London and Surrey hospital review sets out A&E plan
- Published
Proposals to have three A&E units across five hospital sites in London and Surrey have been made as part of a review, South West London NHS has said.
Recommendations were made after the trust's Better Services Better Value (BSBV), external review of four London hospitals was extended to include Epsom.
Suggestions include having three hospitals with A&E and maternity units, and keeping services at all five sites.
The trust that runs Epsom Hospital said no decisions had been made yet.
The London hospitals are St Helier, Kingston, Croydon and St George's.
'Prepared to campaign'
Chris Grayling, Conservative MP for Epsom, said: "The future of Epsom needs to decided in relevance to Surrey and not as part of big review in south-west London.
"I hope that the people who are carrying out this review realise today just how much they have effectively stuck two fingers up at Surrey residents in the way that this has started."
He added: "I'm planning to talk to all of our local doctors to find out exactly what they think. I'm planning to convene a public meeting of local residents to make sure that we are well prepared to campaign for the future of Epsom."
Recommendations also include having urgent care, day surgery and outpatient facilities at all five hospitals.
Medical professionals have called for further work to look at the feasibility of a stand-alone, midwife-led maternity unit, and a separate inpatient surgery centre, so planned operations are not disrupted or delayed by emergencies.
'Only recommendations'
BSBV medical director Michael Bailey said: "These are clinical recommendations from local doctors and nurses only. Further work needs to be done to determine whether they would work in practice."

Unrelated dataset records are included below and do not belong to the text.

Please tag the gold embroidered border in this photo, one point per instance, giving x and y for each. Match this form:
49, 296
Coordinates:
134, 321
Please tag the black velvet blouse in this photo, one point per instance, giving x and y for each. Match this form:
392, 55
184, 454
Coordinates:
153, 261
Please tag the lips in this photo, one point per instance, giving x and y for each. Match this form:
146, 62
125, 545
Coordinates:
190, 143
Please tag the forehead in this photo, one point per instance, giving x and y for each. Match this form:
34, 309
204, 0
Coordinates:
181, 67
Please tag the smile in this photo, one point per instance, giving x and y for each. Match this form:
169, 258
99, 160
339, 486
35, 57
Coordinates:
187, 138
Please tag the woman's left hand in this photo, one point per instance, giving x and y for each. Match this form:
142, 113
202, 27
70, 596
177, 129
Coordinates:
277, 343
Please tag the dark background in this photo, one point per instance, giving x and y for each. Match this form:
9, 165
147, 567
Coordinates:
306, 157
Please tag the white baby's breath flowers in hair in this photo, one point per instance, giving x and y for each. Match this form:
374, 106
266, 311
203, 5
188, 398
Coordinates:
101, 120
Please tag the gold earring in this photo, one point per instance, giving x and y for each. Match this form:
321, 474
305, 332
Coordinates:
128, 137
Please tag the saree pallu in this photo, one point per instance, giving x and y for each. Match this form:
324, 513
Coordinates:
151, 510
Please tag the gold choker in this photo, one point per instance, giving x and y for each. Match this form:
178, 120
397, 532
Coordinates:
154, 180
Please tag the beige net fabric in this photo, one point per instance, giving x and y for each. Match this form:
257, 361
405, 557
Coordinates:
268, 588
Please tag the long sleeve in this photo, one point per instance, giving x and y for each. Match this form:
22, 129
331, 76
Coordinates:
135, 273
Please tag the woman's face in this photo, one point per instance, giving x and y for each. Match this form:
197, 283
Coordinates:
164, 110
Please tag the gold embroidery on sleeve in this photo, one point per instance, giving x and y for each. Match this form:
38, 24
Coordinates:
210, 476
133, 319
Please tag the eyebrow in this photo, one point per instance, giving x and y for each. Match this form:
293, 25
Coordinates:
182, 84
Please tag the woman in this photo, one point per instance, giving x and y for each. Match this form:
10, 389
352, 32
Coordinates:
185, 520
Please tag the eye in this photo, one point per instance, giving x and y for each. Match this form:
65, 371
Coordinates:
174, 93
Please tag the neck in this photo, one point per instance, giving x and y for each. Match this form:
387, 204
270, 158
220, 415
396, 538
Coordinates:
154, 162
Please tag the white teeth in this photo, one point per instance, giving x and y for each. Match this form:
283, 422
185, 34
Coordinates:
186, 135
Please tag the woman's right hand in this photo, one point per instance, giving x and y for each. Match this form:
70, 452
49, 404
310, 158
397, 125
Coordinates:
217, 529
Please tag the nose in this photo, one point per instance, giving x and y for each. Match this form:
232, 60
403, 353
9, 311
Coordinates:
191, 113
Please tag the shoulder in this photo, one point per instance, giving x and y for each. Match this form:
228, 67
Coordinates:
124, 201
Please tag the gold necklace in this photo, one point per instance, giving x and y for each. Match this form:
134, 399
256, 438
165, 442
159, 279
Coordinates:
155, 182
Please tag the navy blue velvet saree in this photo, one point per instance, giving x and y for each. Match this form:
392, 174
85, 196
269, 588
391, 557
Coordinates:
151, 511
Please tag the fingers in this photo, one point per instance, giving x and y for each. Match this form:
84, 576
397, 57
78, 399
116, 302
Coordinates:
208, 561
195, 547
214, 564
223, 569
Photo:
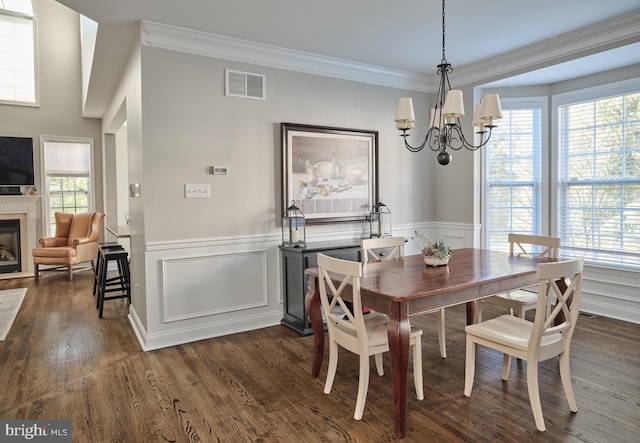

He said NHS chiefs needed to look at the impact on patient travel times, NHS staff numbers and finances.
Mr Bailey also said the future shape of children's services was still under discussion, and consultation had already taken place about St George's which would keep its A&E and its maternity unit.
Matthew Hopkins, Epsom and St Helier NHS chief executive, said: "Our patients, as well as local people and staff, will have many questions about the new BSBV recommendations and may be concerned about what they mean."
But he said the plans were "only recommendations at this stage", no decisions had been made yet, there would be no change until 2017 at the earliest, and final proposals would be subject to a 12-week consultation.
The trust has been looking at options for the future after a merger between Epsom Hospital and another Surrey NHS trust was halted last year.